With the surrounding area not yet fully resolved, comprising a collection of object buildings that aren't all co-ordinated in a coherent urban plan, not all buildings at Salford Quays have been of such grand design - there are plenty of dull apartments and office blocks. Right opposite the Lowry Centre is a designer outlet - those who hanker after cut-price Karen Millen, Whistles and ski gear will have to let their lust for a bargain override their aesthetic sense.

Back in the city centre, the merging of old and new has been successful, with worthwhile old buildings being revamped, such as the Royal Exchange Theatre, which marked the start of Manchester's regeneration in the 1970s. It was transformed by Levitt Bernstein, which is now working for Ballymun Regeneration.
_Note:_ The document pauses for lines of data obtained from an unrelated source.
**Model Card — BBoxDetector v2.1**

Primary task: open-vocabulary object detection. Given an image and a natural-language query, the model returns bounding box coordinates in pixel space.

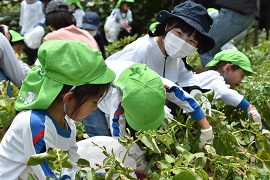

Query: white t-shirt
[19,0,45,35]
[194,70,247,109]
[106,35,198,87]
[98,60,205,136]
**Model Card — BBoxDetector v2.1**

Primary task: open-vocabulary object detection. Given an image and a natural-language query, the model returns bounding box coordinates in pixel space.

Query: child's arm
[247,104,263,129]
[162,78,214,149]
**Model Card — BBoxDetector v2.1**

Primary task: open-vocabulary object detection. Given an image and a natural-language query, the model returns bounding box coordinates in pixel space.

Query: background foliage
[0,0,270,180]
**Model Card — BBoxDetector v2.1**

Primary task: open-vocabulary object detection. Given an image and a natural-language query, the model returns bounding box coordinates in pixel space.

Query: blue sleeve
[237,98,250,111]
[165,86,205,122]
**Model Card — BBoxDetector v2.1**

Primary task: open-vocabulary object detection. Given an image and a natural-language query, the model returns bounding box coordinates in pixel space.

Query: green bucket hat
[113,63,166,131]
[115,0,134,8]
[205,49,253,73]
[15,40,115,111]
[9,30,24,43]
[66,0,83,9]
Few people loved the 1970s Arndale building, which bore the brunt of the bomb. At the site of the blast is a new tubular glass footbridge by Hodder Associates. Manchester also has a bridge designed by Santiago Calatrava, who has now created one for Dublin which can be seen, near completion, on the Liffey near Heuston station.

Also on the former bomb site is a new glass apartment building at 1 Deansgate. Responding to the weather conditions, and our love of conservatories and balconies, the apartments have a double glass skin, with the second layer sheltering the balconies. Replying to criticism of the building, architect Ian Simpson displays local pride: "You could have brick built housing with punched windows and a zinc roof, but I think Manchester deserves better than that."

Simpson also designed the nearby Urbis exhibition centre, another shimmering glass-clad giant, this time long and thin with a dramatic curved end that demands attention. It has reopened a part of the city that was for many decades a car-park cut off from the heart of Manchester by the Arndale centre. This is only Simpson's second new building and shows how brave Manchester City Council has been.

IT'S NOT all wonderful, there are some distinctly dull commercial developments in Manchester, but it's easy to look across the water from here and say; "I want that." Physically Manchester is not far off the size of Dublin, although it supports a population of more than 2.5 million. It is also situated in a country dominated by London, so it shows just what "second" cities can achieve.

Manchester City Council won an accolade from the RIBA Journal (Royal Institute of British Architects) for consistently commissioning exciting urban buildings. This is the sort of recognition that Temple Bar achieved: let's not stop there.